Assuming that $u_n\to u$ in $W_0^{1,p}(\Omega)$, it should be proven that $|u_n|\to |u|$ in $W_0^{1,p}(\Omega)$. Weak compactness is used to obtain a subsequence $\left\{u_{n_k}\right\}$ such that $|u_{n_k}|$ converges weakly to some $z$. You see that this is "almost" what we want. The statement that $|u_n|\to z=|u|$ for the whole sequence can be proven as a exercise, if you're not sure about it (try doing it by contradiction). Since you have only weak convergence, uniform convexity, by means of the second property in Wikipedia, solves this problem and gives you strong convergence.

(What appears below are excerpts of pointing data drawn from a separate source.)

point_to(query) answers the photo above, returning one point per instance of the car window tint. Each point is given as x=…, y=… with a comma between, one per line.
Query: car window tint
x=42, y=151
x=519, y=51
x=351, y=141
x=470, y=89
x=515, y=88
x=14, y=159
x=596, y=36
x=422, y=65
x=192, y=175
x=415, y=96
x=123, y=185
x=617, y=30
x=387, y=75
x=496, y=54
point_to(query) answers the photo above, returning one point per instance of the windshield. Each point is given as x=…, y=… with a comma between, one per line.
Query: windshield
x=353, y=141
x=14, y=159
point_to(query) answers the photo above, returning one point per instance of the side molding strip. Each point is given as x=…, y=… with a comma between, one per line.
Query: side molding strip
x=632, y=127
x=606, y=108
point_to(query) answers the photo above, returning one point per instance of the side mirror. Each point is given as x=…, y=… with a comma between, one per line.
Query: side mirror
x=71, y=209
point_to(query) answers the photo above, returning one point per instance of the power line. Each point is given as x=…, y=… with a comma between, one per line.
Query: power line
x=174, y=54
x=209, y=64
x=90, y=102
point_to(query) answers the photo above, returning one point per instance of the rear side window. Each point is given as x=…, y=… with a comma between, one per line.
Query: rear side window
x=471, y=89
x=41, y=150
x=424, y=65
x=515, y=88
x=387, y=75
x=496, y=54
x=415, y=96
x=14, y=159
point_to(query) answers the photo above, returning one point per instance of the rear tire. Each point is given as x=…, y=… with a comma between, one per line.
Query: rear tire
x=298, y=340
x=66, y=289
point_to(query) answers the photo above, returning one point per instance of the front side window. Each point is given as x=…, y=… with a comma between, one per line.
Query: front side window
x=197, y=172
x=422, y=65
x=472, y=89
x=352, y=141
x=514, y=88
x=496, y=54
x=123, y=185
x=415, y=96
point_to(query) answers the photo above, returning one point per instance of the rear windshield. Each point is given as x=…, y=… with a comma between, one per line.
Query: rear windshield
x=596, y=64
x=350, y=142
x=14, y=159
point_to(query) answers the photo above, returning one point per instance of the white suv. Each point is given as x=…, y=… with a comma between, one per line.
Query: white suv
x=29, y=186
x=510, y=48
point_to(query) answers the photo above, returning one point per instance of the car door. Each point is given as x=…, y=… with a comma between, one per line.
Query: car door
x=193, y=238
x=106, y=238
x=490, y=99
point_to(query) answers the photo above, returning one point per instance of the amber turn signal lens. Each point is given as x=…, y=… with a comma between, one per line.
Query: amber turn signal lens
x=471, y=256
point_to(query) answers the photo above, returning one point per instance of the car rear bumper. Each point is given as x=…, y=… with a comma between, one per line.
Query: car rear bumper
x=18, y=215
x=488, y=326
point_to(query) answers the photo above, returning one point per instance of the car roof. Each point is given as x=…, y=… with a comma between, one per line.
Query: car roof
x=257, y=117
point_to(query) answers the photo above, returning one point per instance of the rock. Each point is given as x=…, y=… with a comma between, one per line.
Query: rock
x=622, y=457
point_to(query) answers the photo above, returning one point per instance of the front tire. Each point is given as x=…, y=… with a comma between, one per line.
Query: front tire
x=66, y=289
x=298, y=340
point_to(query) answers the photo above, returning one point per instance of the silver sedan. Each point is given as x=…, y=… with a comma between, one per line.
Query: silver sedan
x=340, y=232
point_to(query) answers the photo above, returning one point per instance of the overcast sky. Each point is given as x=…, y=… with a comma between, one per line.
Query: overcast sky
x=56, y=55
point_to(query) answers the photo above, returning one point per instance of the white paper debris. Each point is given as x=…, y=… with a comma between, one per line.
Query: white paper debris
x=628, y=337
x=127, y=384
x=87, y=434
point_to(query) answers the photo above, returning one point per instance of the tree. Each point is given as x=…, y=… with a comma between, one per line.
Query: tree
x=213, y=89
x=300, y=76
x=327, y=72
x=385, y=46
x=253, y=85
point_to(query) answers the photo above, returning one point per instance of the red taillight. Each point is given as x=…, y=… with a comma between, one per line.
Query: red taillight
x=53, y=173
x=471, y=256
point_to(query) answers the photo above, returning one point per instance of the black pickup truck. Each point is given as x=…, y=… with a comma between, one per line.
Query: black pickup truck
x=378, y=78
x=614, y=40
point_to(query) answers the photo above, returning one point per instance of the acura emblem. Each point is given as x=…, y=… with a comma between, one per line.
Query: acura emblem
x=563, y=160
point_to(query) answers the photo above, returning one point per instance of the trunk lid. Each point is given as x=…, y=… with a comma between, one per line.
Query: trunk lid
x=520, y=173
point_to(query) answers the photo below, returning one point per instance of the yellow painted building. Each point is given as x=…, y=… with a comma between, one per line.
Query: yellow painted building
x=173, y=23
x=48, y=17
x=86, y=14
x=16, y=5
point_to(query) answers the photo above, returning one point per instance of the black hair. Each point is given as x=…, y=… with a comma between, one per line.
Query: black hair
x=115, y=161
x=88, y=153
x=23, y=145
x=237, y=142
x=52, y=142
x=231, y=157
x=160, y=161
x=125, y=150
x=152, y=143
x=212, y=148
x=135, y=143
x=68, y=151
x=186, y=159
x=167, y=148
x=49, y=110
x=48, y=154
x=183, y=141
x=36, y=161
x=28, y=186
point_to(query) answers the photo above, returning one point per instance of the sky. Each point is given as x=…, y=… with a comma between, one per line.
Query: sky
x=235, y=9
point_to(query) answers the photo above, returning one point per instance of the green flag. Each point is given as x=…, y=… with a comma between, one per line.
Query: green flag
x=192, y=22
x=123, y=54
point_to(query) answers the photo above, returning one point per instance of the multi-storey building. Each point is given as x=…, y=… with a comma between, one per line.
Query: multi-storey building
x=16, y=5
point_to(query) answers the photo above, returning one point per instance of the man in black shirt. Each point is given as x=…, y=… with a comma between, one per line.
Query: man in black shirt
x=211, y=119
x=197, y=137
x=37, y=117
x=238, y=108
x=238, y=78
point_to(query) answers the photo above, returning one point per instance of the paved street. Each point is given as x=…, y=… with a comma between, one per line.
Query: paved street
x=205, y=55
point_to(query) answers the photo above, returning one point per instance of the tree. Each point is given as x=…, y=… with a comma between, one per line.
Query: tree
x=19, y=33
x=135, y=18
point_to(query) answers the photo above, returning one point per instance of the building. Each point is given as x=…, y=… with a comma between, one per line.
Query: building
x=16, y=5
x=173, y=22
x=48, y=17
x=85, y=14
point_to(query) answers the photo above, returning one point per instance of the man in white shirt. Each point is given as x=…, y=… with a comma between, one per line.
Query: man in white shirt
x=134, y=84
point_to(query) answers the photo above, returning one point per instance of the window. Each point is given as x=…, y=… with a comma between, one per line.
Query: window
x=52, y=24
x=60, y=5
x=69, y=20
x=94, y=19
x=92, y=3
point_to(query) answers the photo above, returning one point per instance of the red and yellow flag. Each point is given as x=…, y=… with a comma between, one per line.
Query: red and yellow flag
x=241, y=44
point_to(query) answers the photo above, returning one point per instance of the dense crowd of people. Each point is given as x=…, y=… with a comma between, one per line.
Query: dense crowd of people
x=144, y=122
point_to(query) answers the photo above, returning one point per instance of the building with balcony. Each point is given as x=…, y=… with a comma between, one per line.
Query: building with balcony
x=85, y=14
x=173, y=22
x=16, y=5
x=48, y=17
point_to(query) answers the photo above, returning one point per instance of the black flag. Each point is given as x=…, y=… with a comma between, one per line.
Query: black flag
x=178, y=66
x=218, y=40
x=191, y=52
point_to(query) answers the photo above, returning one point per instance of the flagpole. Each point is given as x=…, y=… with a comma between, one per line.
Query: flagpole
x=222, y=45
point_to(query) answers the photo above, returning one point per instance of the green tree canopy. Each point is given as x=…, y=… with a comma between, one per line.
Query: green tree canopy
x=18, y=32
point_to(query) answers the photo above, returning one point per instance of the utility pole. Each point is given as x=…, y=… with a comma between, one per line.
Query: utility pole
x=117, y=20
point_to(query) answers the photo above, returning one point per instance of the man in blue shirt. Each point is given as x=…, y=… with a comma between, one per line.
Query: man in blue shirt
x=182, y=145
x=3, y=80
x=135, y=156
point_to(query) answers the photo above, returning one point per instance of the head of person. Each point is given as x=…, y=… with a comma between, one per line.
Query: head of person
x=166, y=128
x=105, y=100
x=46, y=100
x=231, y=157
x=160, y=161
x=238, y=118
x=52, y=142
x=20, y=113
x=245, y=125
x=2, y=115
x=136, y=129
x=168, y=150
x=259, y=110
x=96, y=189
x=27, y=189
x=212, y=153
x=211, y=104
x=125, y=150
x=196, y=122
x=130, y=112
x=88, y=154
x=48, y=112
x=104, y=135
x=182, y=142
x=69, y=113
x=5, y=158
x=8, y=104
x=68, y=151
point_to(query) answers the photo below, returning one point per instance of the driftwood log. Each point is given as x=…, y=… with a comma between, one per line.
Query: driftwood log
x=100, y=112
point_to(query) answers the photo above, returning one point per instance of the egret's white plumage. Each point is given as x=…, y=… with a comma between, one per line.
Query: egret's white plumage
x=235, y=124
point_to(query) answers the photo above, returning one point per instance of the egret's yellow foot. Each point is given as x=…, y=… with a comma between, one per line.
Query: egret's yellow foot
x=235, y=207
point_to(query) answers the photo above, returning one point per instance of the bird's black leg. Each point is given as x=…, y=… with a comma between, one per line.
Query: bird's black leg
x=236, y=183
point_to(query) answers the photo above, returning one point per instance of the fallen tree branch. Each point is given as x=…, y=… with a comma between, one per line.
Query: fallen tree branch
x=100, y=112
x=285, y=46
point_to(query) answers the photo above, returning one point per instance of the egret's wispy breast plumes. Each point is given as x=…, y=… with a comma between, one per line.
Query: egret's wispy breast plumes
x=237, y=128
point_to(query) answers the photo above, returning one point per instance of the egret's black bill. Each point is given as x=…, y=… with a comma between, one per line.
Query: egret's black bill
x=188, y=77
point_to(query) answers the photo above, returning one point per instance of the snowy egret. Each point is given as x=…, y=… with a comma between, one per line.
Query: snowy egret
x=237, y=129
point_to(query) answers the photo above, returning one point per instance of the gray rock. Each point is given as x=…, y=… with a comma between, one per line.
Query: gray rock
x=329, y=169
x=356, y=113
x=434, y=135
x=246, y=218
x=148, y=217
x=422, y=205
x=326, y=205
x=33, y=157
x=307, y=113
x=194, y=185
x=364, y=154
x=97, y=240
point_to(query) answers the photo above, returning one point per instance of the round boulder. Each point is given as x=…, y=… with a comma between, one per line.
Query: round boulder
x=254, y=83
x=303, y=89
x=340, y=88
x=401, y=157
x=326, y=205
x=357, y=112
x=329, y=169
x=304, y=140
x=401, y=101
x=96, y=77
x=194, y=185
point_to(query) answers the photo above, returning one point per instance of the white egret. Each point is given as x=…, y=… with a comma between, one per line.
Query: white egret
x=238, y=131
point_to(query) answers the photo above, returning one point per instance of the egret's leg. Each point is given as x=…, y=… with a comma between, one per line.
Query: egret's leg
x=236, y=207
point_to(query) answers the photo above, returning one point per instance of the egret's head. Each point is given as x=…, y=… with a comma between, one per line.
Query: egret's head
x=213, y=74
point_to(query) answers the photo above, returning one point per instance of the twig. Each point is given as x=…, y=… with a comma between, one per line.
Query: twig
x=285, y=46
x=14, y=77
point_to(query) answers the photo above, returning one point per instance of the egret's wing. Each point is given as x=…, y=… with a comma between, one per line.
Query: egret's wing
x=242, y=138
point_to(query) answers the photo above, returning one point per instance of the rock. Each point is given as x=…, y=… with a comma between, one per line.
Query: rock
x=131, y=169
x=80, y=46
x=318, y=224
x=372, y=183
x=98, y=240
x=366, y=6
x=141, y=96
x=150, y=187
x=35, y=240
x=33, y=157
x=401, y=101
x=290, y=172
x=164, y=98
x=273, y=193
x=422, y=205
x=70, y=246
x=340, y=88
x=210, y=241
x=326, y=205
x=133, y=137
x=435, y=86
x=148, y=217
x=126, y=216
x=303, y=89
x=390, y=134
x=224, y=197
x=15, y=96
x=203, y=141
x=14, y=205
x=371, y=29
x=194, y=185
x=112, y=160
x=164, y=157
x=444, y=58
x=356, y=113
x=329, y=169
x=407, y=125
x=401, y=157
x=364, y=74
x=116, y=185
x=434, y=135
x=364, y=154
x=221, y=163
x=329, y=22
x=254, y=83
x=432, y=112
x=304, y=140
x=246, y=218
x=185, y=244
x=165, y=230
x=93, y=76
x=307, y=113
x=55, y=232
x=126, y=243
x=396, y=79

If you're still not sure about all this, here's an alternative proof for this theorem:

Alternative Proof: Suppose, by contradiction, that the mapping $u\mapsto u^+$ is not continuous. Then we can find a sequence $(u_n)\subseteq W_0^{1,p}(\Omega)$ such that $u_n\to u$ but $u_n^+$ does not converge to $u^+$. By going to a subsequence if necessary, we can assume that there exists some $\varepsilon>0$ such that \begin{align*} \Vert u_n^+-u^+\Vert_{W_0^{1,p}(\Omega)}\geq \varepsilon\qquad\forall n.\tag{*} \end{align*}

Now, we can take a subsequence $v_k=u_{n(k)}$ such that $v_k\to u$ a.e. and $\nabla v_k\to\nabla u$ a.e.. By using the equation $$\nabla v^+(x)=\begin{cases}\nabla v(x)&\text{, if }v(x)>0\\0&\text{, otherwise}\end{cases}$$ which holds a.e. for $v\in W^{1,p}_0(\Omega)$, then its easy to see that $v_n^+\to v^+$ and $\nabla v_n^+\to\nabla v^+$ a.e. By the Dominated Convergence Theorem, it follows that $v_n^+\to v^+$ and $\nabla v_n^+\to\nabla v^+$ in $L^p(\Omega)$, which means that $v_n^+\to u^+$ in $W_0^{1,p}(\Omega)$. But this contradicts $(*)$ above.

Therefore, $u\mapsto u^+$ is continuous in $W_0^{1,p}(\Omega)$. Also, since $u^-=(-u)^+$ and $|u|=u^++u^-$ then $u\mapsto u^-$ and $u\mapsto |u|$ are continuous in $W_0^{1,p}(\Omega)$.QED

Just a quick observation: All this holds in $W^{1,p}(\Omega)$ as well.